Starring: Lauren McQueen, Brogan Ellis, Stephen Lord, Derek Barr

Director: Helen Walsh

101 minutes

The English do grim well. France are generally second on the podium with Brazil in bronze, but no-one can touch the glee English film directors have in taking their actors to dizzying high rises of South London, North Manchester, Stoke or Hull. There is something ingrained in the English to revel in the difficulties of everyday life; the problems with money, cheap drugs, housing, the bastards in the social. The 60s architecture helps. Many clever words have been spoken over a glass of chilled Pinot Grigio in the dining rooms of leafy Berkshire suburbs about how perfectly a movie has captured the lives of people living in places they’ve only noticed due to the green bits on Zooplas house price heat map.

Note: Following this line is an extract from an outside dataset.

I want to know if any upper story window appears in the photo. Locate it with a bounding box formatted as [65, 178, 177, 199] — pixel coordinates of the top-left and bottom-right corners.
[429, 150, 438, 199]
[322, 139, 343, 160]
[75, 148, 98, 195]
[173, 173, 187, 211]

The film follows teenager Shelly (McQueen) as she scams and petty-thieves herself through life, attempting to look after her younger half-brother while dreamily poring over the Argos catalogue’s jewellery section. She plays the part perfectly, a totally believable and never over-the-top performance. She shares her flat, which to her annoyance regularly becomes a late night party venue, with her elder brother Andy (Barr) who has predictably come to hate the system which has left him skint and unemployed. Shelly soon meets up with upper middle class girl Rachel (Ellis) who awkwardly takes her under her wing and gives her expensive dresses and takes her to coffee shops. When Shelly meets Mikey (Lord), a pawn shop owner and loan shark, she slowly and warily becomes involved with him. Lord’s performance is excellent; his charming facade gently erodes as the violent, selfish bastard underneath starts to surface.

The Violators main problem is with the believability of the plot. Even though it is explained towards the end, the relationship between Shelly and Rachel never feels quite right or credible. The difference between their lives should feel morally contemptable, yet somehow falls flat. The movies best moments are when it’s concentrating on the accepted struggles of the penniless, not when the juxtaposition between the haves and have-nots are bared, giving an unsatisfying feeling of being emotionally cheated. A second much more stimulating narrative arc is one regarding Andy and Shelly’s horror when hearing about the imminent release of their abusive father from prison, yet this is frustratingly given too little time to really get under the skin.

The Violators is a well-acted, typically grim insight into young people’s opportunities living the forgotten classes of England. The storyline never feels quite believable though, and so eventually proves to be somewhat annoying. Nevertheless, it is an enjoyable and occasionally fierce film with a sensible running time which asks increasingly relevant questions regarding modern day England.